A newly-discovered variety of the invasive diamondback moth, found in the foothills west of Fort Collins, has developed a tolerance to selenium, according to research done at Colorado State University.
The discovery provided important knowledge of how selenium, a trace element essential at low levels to human health and an important anti-carcinogen, that can, at high concentrations, influence an ecosystem through its toxicity. Moreover, insight was obtained into the potential ecological ramifications of the cultivation of selenium-enriched crop plants.
Selenium is toxic in higher doses, and plants can pull selenium from the soil for protection from herbivores, said Elizabeth Pilon-Smits, associate professor of biology at Colorado State who oversaw the research. However, this variety of diamondback moth has developed a tolerance to selenium and can feed on the plant prince’s plume, which accumulates high levels of selenium (known as a hyperaccumulator). The research team also discovered a selenium-tolerant parasitic wasp, which eats the selenium-enriched diamondback moth and also accumulates the toxic metalloid. The research was published in the November 2006 issue of "Current Biology."
"We were able to follow selenium in its different forms through the ecosystem, from prince’s plume to the diamondback moth to the selenium-tolerant wasp," said John Freeman, Colorado State postdoctoral researcher who worked on the research. "Because these insects adapt to environmental factors very quickly, we now have a greater understanding of how selenium moves through a native ecosystem."
Selenium is an essential component of enzymes in the human body that function as antioxidant enzymes which protect cells from free radicals and may help the body kill cancerous cells selectively. Selenium is most commonly ingested by humans through multi-vitamins and plants in various forms. Plants enriched in methyl-selenocysteine, a naturally occurring seleno-amino acid, would be an excellent way to provide healthy doses of selenium to humans and animals. Conversely, some soils contain excess levels of selenium, either naturally or due to or human activities.

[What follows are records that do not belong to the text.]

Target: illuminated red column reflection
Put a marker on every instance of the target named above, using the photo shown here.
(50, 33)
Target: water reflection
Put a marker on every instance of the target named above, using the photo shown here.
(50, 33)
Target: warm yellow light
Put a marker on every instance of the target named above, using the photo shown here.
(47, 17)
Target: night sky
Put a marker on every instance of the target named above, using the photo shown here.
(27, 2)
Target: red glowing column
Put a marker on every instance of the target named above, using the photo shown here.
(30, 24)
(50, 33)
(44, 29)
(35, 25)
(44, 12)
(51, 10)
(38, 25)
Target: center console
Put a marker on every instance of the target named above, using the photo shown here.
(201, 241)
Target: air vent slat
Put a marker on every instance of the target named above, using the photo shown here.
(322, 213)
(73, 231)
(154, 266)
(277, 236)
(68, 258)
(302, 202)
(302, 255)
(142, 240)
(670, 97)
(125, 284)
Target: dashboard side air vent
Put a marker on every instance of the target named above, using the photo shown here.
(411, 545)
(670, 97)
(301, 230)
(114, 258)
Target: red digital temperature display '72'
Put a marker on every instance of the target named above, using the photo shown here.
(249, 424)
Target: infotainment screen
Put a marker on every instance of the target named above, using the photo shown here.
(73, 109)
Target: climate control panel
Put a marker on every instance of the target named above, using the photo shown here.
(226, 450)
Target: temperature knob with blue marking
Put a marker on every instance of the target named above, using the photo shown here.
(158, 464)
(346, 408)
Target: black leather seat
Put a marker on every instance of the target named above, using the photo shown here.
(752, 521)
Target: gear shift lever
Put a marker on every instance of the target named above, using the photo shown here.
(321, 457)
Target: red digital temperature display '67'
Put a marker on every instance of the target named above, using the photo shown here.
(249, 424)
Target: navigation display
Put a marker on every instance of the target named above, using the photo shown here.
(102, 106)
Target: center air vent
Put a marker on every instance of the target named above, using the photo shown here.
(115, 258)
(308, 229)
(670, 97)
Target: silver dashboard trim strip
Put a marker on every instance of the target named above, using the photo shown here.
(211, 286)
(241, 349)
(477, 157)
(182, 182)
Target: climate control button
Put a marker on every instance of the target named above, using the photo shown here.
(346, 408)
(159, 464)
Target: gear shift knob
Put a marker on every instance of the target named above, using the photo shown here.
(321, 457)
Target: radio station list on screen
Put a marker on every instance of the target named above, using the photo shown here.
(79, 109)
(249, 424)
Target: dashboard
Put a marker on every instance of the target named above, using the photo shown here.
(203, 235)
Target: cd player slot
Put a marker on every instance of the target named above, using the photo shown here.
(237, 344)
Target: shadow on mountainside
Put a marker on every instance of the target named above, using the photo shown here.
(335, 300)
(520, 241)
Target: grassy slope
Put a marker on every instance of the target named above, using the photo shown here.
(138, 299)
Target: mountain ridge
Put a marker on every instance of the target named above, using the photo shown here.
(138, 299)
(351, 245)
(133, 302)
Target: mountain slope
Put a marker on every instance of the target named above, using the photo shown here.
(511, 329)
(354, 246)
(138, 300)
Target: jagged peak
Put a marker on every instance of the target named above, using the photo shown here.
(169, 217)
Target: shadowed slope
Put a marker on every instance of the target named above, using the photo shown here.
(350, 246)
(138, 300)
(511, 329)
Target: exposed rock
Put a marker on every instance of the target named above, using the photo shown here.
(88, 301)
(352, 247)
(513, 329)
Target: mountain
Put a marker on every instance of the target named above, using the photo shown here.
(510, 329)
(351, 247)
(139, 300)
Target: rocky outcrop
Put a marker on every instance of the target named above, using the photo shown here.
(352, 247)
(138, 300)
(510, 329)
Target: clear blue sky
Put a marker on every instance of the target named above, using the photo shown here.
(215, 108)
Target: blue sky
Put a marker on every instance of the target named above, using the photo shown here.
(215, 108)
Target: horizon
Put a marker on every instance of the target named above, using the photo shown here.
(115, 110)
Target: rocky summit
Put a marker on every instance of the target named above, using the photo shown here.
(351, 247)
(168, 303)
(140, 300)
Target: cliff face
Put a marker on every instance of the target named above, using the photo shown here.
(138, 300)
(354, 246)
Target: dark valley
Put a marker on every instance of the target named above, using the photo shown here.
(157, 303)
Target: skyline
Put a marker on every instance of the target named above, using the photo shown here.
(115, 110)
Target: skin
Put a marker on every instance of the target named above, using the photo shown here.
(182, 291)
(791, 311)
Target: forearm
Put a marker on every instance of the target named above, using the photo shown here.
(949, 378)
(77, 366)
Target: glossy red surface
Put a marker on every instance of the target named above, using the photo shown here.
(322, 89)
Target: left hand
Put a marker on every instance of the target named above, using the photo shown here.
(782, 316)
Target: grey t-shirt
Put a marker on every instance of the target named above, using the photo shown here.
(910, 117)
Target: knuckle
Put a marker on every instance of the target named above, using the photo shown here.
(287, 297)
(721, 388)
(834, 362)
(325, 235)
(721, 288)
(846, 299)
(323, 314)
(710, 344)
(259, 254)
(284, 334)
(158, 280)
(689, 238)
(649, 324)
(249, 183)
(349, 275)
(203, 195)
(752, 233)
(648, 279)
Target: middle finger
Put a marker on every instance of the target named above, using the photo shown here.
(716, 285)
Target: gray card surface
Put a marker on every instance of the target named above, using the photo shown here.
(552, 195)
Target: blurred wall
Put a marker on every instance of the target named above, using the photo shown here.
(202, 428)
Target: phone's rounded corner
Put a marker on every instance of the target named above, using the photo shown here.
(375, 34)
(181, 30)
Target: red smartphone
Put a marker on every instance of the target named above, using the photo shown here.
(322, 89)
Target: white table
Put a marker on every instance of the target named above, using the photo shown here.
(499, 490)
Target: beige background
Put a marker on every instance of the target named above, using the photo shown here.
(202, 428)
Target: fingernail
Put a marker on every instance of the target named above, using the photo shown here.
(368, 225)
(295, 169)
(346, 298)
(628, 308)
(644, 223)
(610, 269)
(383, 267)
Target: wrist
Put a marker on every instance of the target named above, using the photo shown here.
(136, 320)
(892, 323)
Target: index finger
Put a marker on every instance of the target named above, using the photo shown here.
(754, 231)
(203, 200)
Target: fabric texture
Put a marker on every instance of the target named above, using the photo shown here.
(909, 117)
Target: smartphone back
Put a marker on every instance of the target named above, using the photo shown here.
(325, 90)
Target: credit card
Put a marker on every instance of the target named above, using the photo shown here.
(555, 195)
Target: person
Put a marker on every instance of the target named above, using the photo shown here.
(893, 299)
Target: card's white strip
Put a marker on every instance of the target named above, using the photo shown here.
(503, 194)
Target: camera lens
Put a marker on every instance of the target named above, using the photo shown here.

"Plants that remove selenium from the soil are useful and already are being used for remediation of environments polluted with excess selenium," said Colin Quinn, a Colorado State graduate student who helped conduct the research.
While high levels of selenium are found in some areas of the western United States, other areas, such as the eastern United States, have very little selenium in the soil and animals are thus often selenium-deficient. Researchers believe that selenium-enriched anticarcinogenic crops may be a beneficial food source for livestock as well as people in selenium-depleted areas.